US Secretary of Defense Mark Esper reiterated the importance of ethical principles for the American military as it seeks to become a dominant player in the field of artificial intelligence (AI).
“We approach AI as we have other high-tech breakthroughs throughout our department’s history — with rigorous standards for testing and fielding capabilities and the highest ethical expectations,” Esper said at the virtual Joint Artificial Intelligence Center symposium Wednesday.
Acknowledging the strides other countries have made in AI technology, Esper said the US can’t afford to cede ground in this field to the “revisionist” powers, as it’s key to the outcome of future combat zones.
“Artificial intelligence is in a league of its own, with the potential to transform nearly every aspect of the battlefield, from the back office to the front lines,” he explained.
Referring to the 1990-91 Gulf War, where American smart bombs, stealth aircraft, and satellite-enabled GPS helped in the decimation of Iraqi forces which had Soviet weapons, Esper said that “those who are first to harness once-in-a-generation technologies often have a decisive advantage on the battlefield for years to come.”
Russia, China, and AI
Giving the example of Russia, Esper said that Moscow has increased investment in the technology and wants to use it to “chip away at the sovereignty of others.”
When Russia invaded Ukraine in 2014, it used a calculated combination of drones, cyberattacks, and artillery barrages. “Since then, Moscow has announced the development of AI-enabled autonomous systems across ground vehicles, aircraft, nuclear submarines and command and control,” Esper said.
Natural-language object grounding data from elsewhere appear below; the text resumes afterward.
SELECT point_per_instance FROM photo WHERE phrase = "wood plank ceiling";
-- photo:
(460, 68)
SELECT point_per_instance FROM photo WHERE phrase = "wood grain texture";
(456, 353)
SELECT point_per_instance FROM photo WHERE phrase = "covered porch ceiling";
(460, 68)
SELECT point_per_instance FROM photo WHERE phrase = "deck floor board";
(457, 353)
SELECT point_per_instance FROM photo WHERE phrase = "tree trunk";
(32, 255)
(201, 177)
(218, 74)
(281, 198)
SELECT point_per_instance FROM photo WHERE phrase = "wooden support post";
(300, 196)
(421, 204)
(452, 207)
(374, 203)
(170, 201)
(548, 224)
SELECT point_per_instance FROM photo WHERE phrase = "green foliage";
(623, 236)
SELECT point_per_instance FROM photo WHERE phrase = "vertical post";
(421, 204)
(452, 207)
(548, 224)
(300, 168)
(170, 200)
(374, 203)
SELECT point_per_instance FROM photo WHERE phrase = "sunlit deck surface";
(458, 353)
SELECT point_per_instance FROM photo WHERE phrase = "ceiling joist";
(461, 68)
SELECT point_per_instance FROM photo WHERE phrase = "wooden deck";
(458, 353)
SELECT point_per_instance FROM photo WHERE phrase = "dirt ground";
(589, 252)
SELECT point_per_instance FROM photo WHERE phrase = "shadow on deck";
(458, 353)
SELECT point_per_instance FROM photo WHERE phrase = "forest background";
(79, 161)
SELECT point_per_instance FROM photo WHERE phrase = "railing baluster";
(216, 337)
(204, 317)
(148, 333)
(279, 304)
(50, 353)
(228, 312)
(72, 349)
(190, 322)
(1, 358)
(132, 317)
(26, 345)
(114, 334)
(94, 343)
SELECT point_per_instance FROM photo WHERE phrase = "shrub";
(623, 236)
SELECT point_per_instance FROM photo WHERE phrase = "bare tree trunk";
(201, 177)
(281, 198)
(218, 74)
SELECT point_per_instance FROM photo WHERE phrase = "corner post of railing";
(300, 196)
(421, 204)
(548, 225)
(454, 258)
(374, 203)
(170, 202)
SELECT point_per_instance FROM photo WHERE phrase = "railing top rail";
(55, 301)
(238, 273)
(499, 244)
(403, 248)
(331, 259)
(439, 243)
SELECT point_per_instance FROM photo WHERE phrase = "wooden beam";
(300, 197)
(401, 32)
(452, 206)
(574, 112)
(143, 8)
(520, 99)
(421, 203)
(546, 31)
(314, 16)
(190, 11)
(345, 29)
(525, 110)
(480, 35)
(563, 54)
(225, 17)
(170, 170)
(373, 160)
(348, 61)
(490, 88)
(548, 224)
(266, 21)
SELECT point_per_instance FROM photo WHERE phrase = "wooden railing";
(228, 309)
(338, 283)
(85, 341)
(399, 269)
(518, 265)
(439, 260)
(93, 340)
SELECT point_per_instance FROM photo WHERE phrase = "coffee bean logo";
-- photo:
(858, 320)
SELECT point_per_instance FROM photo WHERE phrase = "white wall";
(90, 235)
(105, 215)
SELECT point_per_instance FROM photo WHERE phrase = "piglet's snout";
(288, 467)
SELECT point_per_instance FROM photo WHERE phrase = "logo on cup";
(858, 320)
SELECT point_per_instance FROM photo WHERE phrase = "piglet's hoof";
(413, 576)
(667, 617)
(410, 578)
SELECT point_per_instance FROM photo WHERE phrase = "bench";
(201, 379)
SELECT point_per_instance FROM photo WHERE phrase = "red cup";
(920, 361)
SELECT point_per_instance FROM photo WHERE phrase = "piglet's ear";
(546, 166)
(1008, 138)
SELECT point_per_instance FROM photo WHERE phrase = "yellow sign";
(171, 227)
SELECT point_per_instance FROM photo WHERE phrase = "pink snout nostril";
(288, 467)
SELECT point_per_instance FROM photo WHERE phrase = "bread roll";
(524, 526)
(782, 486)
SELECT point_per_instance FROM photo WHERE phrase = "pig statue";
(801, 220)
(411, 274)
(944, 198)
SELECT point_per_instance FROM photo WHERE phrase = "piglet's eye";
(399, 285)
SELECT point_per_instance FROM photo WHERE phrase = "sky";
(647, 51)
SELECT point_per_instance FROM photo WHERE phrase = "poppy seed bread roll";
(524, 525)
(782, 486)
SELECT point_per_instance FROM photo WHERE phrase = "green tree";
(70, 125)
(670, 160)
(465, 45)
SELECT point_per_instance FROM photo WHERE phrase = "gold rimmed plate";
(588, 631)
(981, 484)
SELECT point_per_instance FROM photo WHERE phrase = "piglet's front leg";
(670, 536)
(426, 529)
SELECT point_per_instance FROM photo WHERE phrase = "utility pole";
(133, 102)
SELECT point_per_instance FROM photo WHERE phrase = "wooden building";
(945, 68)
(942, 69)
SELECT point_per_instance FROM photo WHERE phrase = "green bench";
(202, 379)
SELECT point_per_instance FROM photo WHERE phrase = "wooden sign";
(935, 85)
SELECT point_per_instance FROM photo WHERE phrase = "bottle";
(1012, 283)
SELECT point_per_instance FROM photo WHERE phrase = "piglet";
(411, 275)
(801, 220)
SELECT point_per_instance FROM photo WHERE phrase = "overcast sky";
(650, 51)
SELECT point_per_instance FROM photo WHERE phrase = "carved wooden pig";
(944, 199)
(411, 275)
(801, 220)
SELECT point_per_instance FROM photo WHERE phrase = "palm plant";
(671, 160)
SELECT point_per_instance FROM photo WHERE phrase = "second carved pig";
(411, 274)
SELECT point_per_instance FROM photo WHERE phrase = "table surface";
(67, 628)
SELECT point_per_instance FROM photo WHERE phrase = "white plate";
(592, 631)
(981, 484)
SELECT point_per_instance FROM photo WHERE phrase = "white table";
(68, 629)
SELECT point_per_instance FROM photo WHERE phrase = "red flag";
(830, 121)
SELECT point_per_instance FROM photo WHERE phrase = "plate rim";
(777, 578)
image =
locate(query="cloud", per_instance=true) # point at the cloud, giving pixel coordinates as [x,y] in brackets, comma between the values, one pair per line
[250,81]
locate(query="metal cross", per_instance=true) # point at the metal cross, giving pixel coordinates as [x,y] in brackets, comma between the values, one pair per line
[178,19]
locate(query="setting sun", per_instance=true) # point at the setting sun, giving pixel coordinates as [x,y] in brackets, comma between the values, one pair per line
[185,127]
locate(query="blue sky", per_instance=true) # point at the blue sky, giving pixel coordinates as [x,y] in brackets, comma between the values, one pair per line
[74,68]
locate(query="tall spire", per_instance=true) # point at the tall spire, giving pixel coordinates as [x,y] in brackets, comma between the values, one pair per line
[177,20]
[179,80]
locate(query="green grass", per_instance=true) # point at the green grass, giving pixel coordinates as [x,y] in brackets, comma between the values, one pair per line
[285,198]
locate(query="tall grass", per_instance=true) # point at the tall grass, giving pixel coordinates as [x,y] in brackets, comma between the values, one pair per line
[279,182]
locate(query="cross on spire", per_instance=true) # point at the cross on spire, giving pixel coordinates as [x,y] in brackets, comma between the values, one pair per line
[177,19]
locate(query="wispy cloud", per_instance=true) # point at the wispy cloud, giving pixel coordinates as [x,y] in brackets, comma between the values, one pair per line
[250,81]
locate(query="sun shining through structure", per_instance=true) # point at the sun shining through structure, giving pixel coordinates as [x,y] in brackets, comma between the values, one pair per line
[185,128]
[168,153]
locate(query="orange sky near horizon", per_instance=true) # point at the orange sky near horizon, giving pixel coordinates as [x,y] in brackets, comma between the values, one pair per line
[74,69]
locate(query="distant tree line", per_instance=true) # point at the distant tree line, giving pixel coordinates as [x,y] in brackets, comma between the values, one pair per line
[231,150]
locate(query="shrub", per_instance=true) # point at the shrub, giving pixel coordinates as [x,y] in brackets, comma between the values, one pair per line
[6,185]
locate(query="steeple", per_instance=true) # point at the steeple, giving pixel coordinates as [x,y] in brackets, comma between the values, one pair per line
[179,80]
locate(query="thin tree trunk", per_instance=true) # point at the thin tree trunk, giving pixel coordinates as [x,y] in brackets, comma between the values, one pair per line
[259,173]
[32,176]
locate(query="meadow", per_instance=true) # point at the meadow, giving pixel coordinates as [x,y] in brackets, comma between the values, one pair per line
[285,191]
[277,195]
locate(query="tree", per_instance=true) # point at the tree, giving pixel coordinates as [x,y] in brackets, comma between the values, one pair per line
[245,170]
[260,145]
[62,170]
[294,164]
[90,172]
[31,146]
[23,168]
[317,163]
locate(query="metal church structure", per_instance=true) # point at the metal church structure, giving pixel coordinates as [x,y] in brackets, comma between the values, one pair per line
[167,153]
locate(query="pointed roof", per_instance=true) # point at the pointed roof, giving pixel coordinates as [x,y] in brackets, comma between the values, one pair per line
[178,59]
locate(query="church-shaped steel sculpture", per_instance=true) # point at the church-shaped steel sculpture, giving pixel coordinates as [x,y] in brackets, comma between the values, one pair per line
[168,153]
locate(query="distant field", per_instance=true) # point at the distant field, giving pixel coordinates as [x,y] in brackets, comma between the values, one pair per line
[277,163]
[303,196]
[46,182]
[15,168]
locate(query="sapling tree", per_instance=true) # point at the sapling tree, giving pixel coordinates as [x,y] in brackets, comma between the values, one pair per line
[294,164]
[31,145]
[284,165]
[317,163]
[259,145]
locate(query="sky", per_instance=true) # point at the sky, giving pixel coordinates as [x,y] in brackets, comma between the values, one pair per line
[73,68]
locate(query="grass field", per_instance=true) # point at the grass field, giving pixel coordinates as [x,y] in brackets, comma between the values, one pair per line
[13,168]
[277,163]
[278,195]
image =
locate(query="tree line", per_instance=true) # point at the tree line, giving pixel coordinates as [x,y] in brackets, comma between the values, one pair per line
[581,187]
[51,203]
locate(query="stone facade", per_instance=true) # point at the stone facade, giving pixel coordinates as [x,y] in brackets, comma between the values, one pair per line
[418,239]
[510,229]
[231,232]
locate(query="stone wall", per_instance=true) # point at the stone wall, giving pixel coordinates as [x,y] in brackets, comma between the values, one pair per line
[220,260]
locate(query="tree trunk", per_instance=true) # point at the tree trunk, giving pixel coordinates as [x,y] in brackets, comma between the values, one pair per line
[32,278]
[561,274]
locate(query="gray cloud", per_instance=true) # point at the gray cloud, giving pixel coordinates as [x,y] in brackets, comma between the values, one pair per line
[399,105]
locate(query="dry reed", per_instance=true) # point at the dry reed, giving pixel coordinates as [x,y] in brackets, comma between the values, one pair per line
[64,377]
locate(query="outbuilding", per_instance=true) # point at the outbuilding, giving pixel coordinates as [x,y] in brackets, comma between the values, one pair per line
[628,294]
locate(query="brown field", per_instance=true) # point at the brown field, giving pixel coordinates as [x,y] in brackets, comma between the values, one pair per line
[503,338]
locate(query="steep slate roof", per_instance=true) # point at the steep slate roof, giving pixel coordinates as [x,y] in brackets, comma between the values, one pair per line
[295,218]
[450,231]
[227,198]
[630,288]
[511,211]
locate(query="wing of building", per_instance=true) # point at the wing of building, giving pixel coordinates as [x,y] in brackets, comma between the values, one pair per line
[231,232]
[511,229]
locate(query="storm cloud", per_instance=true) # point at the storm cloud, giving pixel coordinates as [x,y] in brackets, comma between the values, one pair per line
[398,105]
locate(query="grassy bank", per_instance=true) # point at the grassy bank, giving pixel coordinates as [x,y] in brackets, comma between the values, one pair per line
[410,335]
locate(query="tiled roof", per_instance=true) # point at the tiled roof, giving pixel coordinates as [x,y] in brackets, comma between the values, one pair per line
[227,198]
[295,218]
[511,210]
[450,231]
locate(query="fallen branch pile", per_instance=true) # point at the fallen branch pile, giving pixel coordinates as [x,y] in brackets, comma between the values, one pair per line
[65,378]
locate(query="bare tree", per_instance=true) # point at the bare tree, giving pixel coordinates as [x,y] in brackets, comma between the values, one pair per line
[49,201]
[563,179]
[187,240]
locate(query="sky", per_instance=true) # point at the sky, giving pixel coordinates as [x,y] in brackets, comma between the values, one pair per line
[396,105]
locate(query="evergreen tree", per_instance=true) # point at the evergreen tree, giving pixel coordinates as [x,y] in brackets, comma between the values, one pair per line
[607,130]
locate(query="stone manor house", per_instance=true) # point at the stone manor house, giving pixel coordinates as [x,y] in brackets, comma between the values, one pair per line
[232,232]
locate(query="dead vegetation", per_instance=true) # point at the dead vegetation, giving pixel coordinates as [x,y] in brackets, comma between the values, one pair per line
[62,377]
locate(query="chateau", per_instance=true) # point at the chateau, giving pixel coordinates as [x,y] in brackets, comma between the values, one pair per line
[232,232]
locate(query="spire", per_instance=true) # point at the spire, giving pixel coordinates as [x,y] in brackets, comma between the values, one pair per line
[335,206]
He expects the country to use such systems in future conflicts.
Taking on China, the secretary of defense said Beijing is investing heavily in AI for the dual purpose of improving its military capabilities and to surveil its population for dissent.
Chinese weapon manufacturers are already selling autonomous drones they claim can conduct lethal, targeted strikes, Esper said. “Meanwhile, the Chinese government is advancing the development of next-generation stealth UAVs [unmanned aerial vehicles], which they are preparing to export internationally,” he added.
Esper stressed that while technology will always change, America’s commitment to its core values will not.
To that end, the Department of Defense (DoD) earlier this year formally adopted five principles for the ethical development of artificial intelligence capabilities.
The principles of reliability, equitability, responsibility, traceability, and governability will be at the heart of the US’ AI technology’s design, development, and deployment.
Touting the work the DoD’s Joint Artificial Intelligence Center (JAIC) is doing in this field, Esper said that the center is “utilizing every aspect of artificial intelligence as a transformative instrument at home and abroad.”
AI and the Battlefield
Zachary S. Davis, a senior fellow at the Center for Global Security Research, wrote in his paper Artificial Intelligence on the Battlefield that AI can affect wars both operationally and strategically.
At the operational level, AI-enabled autonomous vehicles of the land, air, and sea can find their way through hostile terrain, where conventional weapons and military personnel are unable to go, and exploit “battlefield opportunities.”
AI, Davis further wrote, can also be used for simulation and modeling to study nuclear and conventional weapons without actually testing them. AI is also used in wargaming and battlefield simulations, where it is used to explore how different conditions — such weapons, allies, and intervention — may alter outcomes and decisionmaking.
At the strategic level, AI can be utilized to cull satellite and drone images to find things of military importance, such as missiles, troops, and other intelligence.
AI can also be used to select and target enemies’ strategic assets like aircraft carriers, missiles, or nuclear bombs.